ICBA Weighs In Against Fed Interchange Pricing

Perhaps the most interesting comment letter the Federal Reserve received on Tuesday (the deadline for commenting on the Fed’s proposed rule fixing prices for debit-card interchange) was from the Independent Community Bankers of America.  (Read letter)  The most provocative feature of the Durbin Amendment (the provision of Dodd-Frank that requires the Fed to rule on the question) is an exemption for small banks — the Fed interchange price limits are supposed to apply only to banks with assets of at least $10 billion.  So those banks were supposed to rejoice when the Fed proposed a hard cap of at most 12 cents per transaction, cutting revenue for debit transactions by more than 75 percent.  In theory at least, the small banks would get to keep charging roughly 60 cents per transaction, giving them a major revenue advantage over large banks.

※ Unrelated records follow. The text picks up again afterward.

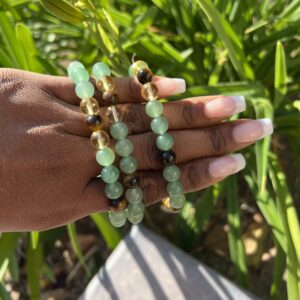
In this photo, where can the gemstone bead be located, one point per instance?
(110, 174)
(105, 157)
(134, 195)
(136, 66)
(89, 106)
(100, 139)
(119, 130)
(114, 190)
(135, 212)
(175, 188)
(101, 69)
(95, 122)
(117, 219)
(149, 91)
(128, 165)
(84, 90)
(168, 157)
(164, 142)
(159, 125)
(154, 109)
(171, 173)
(124, 147)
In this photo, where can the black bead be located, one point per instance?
(168, 157)
(144, 76)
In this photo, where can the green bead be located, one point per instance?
(171, 173)
(84, 90)
(100, 70)
(177, 201)
(164, 142)
(154, 109)
(105, 157)
(175, 188)
(114, 190)
(135, 212)
(134, 195)
(159, 125)
(117, 219)
(124, 147)
(79, 74)
(73, 65)
(110, 174)
(119, 130)
(128, 165)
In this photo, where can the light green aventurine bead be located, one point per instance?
(164, 142)
(114, 190)
(117, 219)
(79, 74)
(119, 130)
(171, 173)
(135, 212)
(124, 147)
(128, 165)
(159, 125)
(177, 201)
(154, 109)
(84, 90)
(134, 195)
(175, 188)
(110, 174)
(105, 157)
(100, 70)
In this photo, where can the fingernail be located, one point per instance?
(253, 130)
(227, 165)
(225, 106)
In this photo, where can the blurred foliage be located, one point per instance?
(229, 47)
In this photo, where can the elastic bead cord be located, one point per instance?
(124, 147)
(164, 140)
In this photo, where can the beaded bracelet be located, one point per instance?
(164, 140)
(124, 147)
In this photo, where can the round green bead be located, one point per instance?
(159, 125)
(134, 195)
(105, 157)
(124, 147)
(164, 142)
(114, 190)
(100, 70)
(171, 173)
(119, 130)
(175, 188)
(110, 174)
(84, 90)
(135, 212)
(117, 219)
(128, 165)
(177, 201)
(154, 109)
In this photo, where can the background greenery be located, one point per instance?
(239, 47)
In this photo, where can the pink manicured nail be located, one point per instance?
(227, 165)
(225, 106)
(253, 130)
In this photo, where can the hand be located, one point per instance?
(47, 164)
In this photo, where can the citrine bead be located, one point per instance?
(100, 139)
(89, 106)
(149, 91)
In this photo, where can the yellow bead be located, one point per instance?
(149, 91)
(89, 106)
(100, 139)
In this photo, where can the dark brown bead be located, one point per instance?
(144, 76)
(168, 157)
(110, 97)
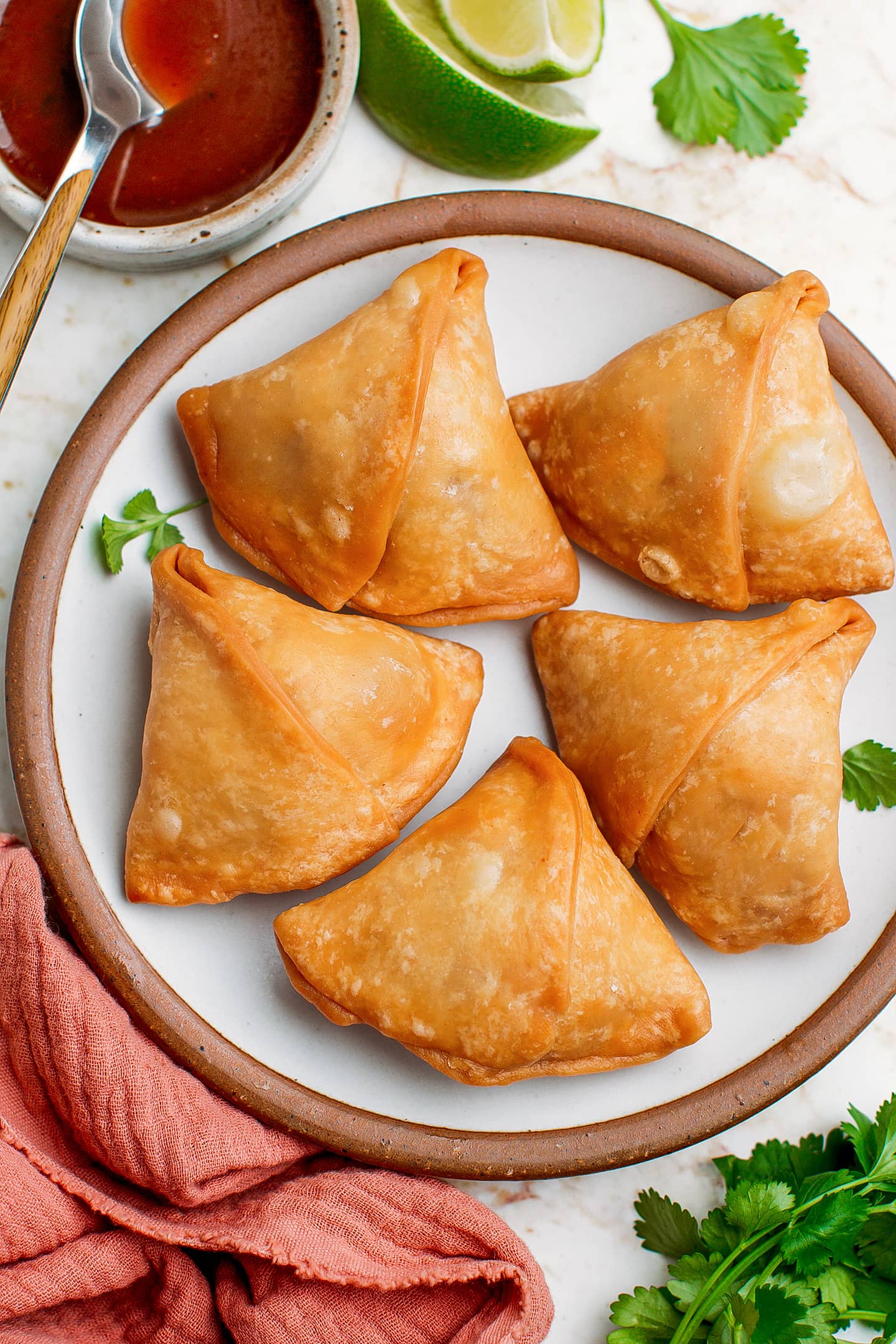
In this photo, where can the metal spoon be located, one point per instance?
(114, 100)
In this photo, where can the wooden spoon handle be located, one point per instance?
(26, 289)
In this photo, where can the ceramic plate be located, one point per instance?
(572, 282)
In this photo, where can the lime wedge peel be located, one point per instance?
(441, 105)
(527, 39)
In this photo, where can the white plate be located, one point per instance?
(558, 311)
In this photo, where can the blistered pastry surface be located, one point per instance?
(709, 752)
(271, 760)
(355, 468)
(502, 940)
(475, 527)
(712, 460)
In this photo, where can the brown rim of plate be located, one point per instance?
(274, 1098)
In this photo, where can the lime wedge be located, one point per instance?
(527, 39)
(434, 100)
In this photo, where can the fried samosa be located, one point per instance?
(709, 754)
(282, 745)
(503, 940)
(712, 460)
(378, 464)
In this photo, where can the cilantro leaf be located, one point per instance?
(645, 1316)
(782, 1317)
(877, 1245)
(141, 507)
(737, 81)
(665, 1226)
(755, 1206)
(869, 776)
(875, 1141)
(781, 1162)
(140, 515)
(825, 1231)
(114, 536)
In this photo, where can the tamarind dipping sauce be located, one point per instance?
(240, 81)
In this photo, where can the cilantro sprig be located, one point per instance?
(804, 1244)
(869, 776)
(739, 82)
(141, 515)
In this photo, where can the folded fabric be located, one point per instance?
(114, 1159)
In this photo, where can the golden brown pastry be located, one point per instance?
(503, 940)
(378, 464)
(712, 460)
(709, 754)
(282, 745)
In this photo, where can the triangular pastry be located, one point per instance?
(712, 460)
(282, 745)
(709, 754)
(378, 464)
(503, 940)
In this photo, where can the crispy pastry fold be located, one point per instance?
(712, 460)
(709, 754)
(378, 464)
(282, 745)
(503, 940)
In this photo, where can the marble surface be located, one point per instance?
(825, 200)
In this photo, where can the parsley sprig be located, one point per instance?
(804, 1244)
(141, 515)
(739, 82)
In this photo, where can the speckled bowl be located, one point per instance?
(170, 246)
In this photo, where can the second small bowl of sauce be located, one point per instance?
(256, 95)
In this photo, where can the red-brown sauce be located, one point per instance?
(240, 80)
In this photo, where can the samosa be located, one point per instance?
(709, 754)
(282, 745)
(378, 464)
(712, 460)
(503, 940)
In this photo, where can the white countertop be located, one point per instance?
(825, 200)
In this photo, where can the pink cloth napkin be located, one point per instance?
(114, 1159)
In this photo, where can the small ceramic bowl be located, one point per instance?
(170, 246)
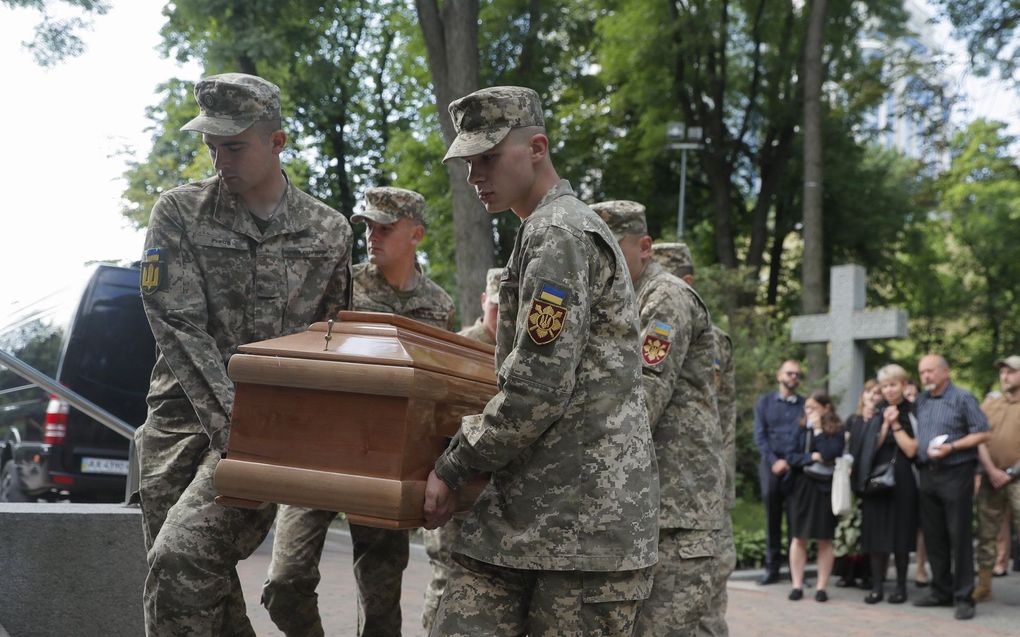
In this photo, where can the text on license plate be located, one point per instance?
(104, 465)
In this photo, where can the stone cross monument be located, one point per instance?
(844, 327)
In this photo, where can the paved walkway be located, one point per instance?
(754, 611)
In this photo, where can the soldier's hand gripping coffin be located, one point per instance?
(350, 416)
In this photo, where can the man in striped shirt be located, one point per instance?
(951, 425)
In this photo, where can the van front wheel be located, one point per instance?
(10, 485)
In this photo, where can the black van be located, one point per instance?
(98, 343)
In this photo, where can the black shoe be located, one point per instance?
(965, 611)
(931, 600)
(898, 597)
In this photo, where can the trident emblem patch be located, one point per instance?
(546, 318)
(153, 275)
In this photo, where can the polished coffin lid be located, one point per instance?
(351, 416)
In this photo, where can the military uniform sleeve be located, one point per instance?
(667, 311)
(177, 315)
(536, 380)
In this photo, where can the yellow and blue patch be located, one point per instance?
(663, 330)
(552, 295)
(548, 314)
(153, 271)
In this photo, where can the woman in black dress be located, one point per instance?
(889, 518)
(819, 439)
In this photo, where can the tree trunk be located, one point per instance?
(451, 35)
(812, 274)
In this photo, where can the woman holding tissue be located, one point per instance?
(884, 478)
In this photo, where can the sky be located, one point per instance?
(66, 128)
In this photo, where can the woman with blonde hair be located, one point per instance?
(885, 480)
(854, 565)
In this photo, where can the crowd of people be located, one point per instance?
(920, 461)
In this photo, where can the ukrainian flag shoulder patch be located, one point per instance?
(548, 313)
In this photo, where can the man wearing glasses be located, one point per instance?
(777, 415)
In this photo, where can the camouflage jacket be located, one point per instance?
(725, 389)
(211, 281)
(573, 479)
(677, 351)
(478, 332)
(426, 303)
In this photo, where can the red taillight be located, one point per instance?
(56, 421)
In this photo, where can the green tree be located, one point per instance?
(56, 39)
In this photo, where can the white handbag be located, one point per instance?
(842, 497)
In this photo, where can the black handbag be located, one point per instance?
(881, 478)
(817, 471)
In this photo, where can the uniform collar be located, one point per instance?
(231, 212)
(562, 189)
(651, 270)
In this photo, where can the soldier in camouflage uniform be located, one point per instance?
(677, 261)
(238, 258)
(677, 349)
(440, 542)
(390, 281)
(561, 539)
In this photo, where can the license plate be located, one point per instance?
(104, 465)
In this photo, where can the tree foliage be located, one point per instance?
(57, 38)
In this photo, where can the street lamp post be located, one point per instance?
(683, 139)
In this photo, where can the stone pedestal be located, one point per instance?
(71, 570)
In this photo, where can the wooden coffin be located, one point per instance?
(352, 422)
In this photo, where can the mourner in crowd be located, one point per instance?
(777, 417)
(678, 351)
(552, 522)
(883, 477)
(819, 441)
(241, 257)
(999, 494)
(951, 425)
(391, 281)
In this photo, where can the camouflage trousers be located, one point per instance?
(683, 583)
(439, 545)
(487, 600)
(379, 559)
(193, 543)
(713, 623)
(992, 507)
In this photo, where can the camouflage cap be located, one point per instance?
(485, 117)
(1013, 362)
(389, 205)
(623, 217)
(674, 257)
(493, 277)
(231, 103)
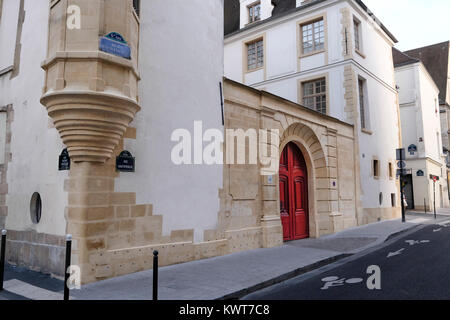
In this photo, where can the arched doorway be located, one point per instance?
(293, 194)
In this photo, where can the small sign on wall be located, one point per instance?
(64, 161)
(125, 162)
(115, 44)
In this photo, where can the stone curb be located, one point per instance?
(244, 292)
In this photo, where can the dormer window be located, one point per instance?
(254, 12)
(313, 37)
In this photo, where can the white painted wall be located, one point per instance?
(181, 63)
(8, 32)
(283, 75)
(35, 146)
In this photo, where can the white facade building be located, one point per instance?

But instead of rejoicing, the ICBA on Tuesday filed a detailed comment criticizing the Fed’s rule.  It turns out, the ICBA does not believe its members will get to charge four times the prices the big banks get to charge.  Once the price big banks charge is cut to 12 cents, the major networks (for whom the big banks are the biggest customers) will have no incentive to maintain high-cost schedules that would make their cards unattractive to merchants.  And merchants would be free to discriminate against any high-cost cards customers presented.  The ICBA emphasizes rules in Dodd-Frank and in the recent Justice Department settlement with MasterCard and Visa, both of which broaden the ability of merchants to discriminate.  In the end, because debit card transactions are more costly for small banks (many of which use external third-party processors), the ICBA argues that the rule actually will be more costly for its members than for large banks, exactly the opposite of what Congress required in the Durbin Amendment.